For Janos Wilder, 71, another longtime Tucson chef and a James Beard Award winner, a brief stint in retirement only clarified what he truly loved.
“I realized that retirement should be about doing the things I always loved to do,” he said. “And that turned out to be feeding people great food — and I wasn’t doing that anymore!”
That realization led to the launch of Studio Janos, a downtown Tucson dining venue where Wilder prepares intimate, multi-course dinners for private parties of up to 12. Now in its second season, Studio Janos offers two distinct menus: the Heritage Foods Menu, which showcases centuries-old, arid-adapted regional ingredients; and the From the Vault — Janos’ Favorites Menu, a nostalgic revival of signature dishes from his 30-year restaurant career.
“It’s my most fun, my best work, and it’s deeply personal,” he said. “I open only eight months of the year and do just two or three events a week. But I feel like I’m the luckiest guy in the world!”
Wilder’s work has helped Tucson gain global recognition as a UNESCO City of Gastronomy, and he now trains young chefs as culinary ambassadors who represent the region in food cities around the world.
“After 5,000 years of people growing food on the banks of the Santa Cruz River, we owe it to them — and to our future — to keep telling that story through food,” he said.
In Phoenix, another James Beard winner, Chris Bianco, 64, has had to find his own work-life balance for health reasons. The founder of the nationally renowned Pizzeria Bianco began stepping back from the kitchen in 2010 after developing a flour allergy — particularly dangerous for someone known for his hand-crafted dough.
“My allergy to something that I was around all my life got worse and more reactive,” he explained. With the help of internal medicine specialist Dr. Frank Agnone, Bianco has recently been able to manage his asthma well enough to get back in the game — although he no longer keeps his hands in the dough 15 hours a day.
He likens his transition to that of a veteran ballplayer who becomes a coach.
“You throw 100 miles an hour when you’re young. And then one day, when you’re older, you’re a third base coach. You affect the game differently.”
Bianco now serves more as a mentor and tastemaker across his family of restaurants, which includes Tratto, Pane Bianco and a second Pizzeria Bianco in Los Angeles. He still bakes and works on recipes, but focuses most on training staff and preserving the ethos that made his restaurants famous.
He credits that shift to a kind of forced wisdom. His diagnosis of “baker’s lung” put him on a wellness journey that was more holistic than pharmaceutical.
“Asthma was a gift,” he said. “It was a barometer. It made me ask if I was sleeping, eating well, if I was happy. It wasn’t about a magic pill — it was about changing everything.”
For Bianco, Wilder and Flores, age has brought not just experience, but a deeper connection to food, family and community, along with a burning desire to pass that legacy on.

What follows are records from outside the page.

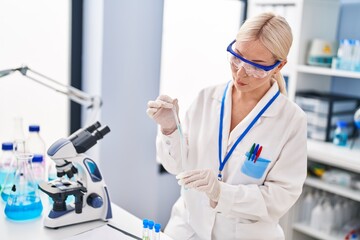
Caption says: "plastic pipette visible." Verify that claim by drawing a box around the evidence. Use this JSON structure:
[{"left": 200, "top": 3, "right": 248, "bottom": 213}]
[{"left": 172, "top": 106, "right": 186, "bottom": 171}]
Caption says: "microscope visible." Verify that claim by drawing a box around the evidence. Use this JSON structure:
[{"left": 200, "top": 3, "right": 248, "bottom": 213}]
[{"left": 39, "top": 122, "right": 112, "bottom": 228}]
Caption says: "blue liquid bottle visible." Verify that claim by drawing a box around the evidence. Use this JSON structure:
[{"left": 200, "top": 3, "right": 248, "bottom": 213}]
[
  {"left": 4, "top": 153, "right": 43, "bottom": 221},
  {"left": 0, "top": 142, "right": 16, "bottom": 190}
]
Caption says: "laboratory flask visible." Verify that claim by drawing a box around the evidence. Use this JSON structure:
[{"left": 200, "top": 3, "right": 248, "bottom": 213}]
[
  {"left": 4, "top": 153, "right": 43, "bottom": 221},
  {"left": 1, "top": 140, "right": 26, "bottom": 202},
  {"left": 0, "top": 142, "right": 16, "bottom": 191}
]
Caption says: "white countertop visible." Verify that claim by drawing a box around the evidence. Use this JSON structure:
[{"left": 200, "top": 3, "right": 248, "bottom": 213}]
[{"left": 0, "top": 193, "right": 171, "bottom": 240}]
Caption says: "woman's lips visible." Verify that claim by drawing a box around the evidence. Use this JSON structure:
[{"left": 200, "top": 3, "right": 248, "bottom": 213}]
[{"left": 236, "top": 80, "right": 247, "bottom": 86}]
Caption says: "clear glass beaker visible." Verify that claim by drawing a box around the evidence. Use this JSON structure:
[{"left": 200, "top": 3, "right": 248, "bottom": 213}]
[{"left": 2, "top": 152, "right": 43, "bottom": 220}]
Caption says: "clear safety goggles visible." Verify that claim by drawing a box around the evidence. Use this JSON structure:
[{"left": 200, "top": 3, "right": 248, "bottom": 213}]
[{"left": 227, "top": 40, "right": 280, "bottom": 78}]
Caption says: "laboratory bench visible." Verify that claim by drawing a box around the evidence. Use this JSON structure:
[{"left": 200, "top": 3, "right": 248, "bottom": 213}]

“I think there will always be something of El Charro — feel, taste, wisdom, the magic, or a dish that might’ve been prepared by my part — going forward in our businesses,” said Flores, adding that she’s already got a lot of family members in place to carry her work on.
“It is something that my family understands, and they all work a component of the business. My son runs our downtown location. My daughter runs catering. I have daughters-in-law that work for us as well.”

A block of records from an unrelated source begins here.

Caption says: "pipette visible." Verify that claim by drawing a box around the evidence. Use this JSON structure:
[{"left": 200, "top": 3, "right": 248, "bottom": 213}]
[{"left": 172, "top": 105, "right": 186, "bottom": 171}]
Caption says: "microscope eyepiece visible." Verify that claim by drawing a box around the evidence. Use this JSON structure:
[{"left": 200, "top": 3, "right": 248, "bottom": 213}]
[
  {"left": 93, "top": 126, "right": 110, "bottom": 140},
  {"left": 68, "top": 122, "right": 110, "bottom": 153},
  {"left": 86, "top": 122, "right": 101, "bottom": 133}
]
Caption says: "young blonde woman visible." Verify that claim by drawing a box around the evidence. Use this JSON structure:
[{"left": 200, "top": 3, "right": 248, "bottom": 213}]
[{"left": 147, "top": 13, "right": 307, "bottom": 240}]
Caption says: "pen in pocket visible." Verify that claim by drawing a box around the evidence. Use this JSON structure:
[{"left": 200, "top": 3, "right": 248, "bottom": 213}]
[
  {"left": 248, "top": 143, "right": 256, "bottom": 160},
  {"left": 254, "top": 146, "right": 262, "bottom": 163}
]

But she admits sometimes it can be hard to turn over the reins to them.
“Sometimes I weigh whether I need to be at a location and what I’m gonna do, because if they’re there, it’s really their time,” Flores said. “It is something I have to let go of — not be totally involved, but just ask whether they need anything.
“But I also see change happening. I’ve always said I would probably have to move away from Arizona to not be involved in some way or another, because that’s just who I am. I do have a very strong conviction that you must keep part of what was your past as part of your future.”